The automotive world marvelled, and fans of affordable roadsters were thrilled: On February 9th, 35 years ago, the Mazda MX-5 made its debut at the Chicago Auto Show.

Built like a classic rear-wheel-drive sports car, but with a ground-breaking front-mid-engine layout for optimum longitudinal weight distribution, the Japanese roadster revived a then almost extinct car segment. The compact and lightweight Mazda MX-5 redefined the joy of open-top driving. Mazda engineers achieved this by adhering to the traditional Japanese philosophy of Jinba-Ittai, which views the horse and rider as one unit.

Applied to the Mazda MX-5, the driver and the roadster form a close bond, providing balance, agility, and lightness. The MX-5 has earned numerous awards and prizes over the years, which continue to prove its excellence.

The world cannot get enough of the Mazda MX-5: Pure driving pleasure and an iconic design, the Mazda MX-5 has seen continuous development across four generations (“NA”, “NB”, “NC”, and now, “ND”). The current iteration of the Mazda MX-5 continues to provide joy for enthusiasts of open-air driving since 2016 with the RF version featuring an exciting fastback design and an electrically powered, folding ‘hard-top’ roof system, alongside the soft-top roadster model.

Total production of the Mazda MX-5 at the Ujina plant in Hiroshima has just reached a record 1,256,745 units. 533,301 (over 40 percent) of the total production of the MX-5 has been sold in North America under the Mazda Miata nameplate, followed by Europe, where 391,503 Mazda MX-5s have been sold. In the Japanese home market, 225,510 units of the sports car were registered, under the iconic model name Mazda Roadster (first known as the Eunos Roadster).

Now, on its 35th birthday, the Mazda MX-5 has seen updates to the front and rear lights, new infotainment for enhanced connectivity, and an even more concentrated Jinba-Ittai driving experience.
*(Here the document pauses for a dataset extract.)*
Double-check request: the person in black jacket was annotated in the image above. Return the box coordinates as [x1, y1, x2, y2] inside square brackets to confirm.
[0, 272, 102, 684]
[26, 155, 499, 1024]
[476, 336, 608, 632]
The new ‘Track Mode’ enhances the feeling of driver engagement in the legendary sports car and works in combination with the software-based Kinematic Posture Control System (KPC), which provides additional driving stability in corners.

An asymmetric limited slip differential now comes as standard on the 135 kW/184 PS, 2.0-litre Skyactiv-G 2024 Mazda MX-5 (WLTP fuel consumption 6.8 l/100 km, WLTP CO2 emissions: 153 g/km). The engine line-up also includes a 97 kW/132 PS, 1.5-litre Skyactiv-G which has WLTP fuel consumption of 6.3 l/100 km and WLTP CO2 emissions of 142 g/km.

The 2024 Mazda MX-5 is available as a roadster with a classic soft top or as an RF, with a fixed folding roof and guarantees driving pleasure, as this lightweight legend can navigate the bends with agility, comfort, and safety.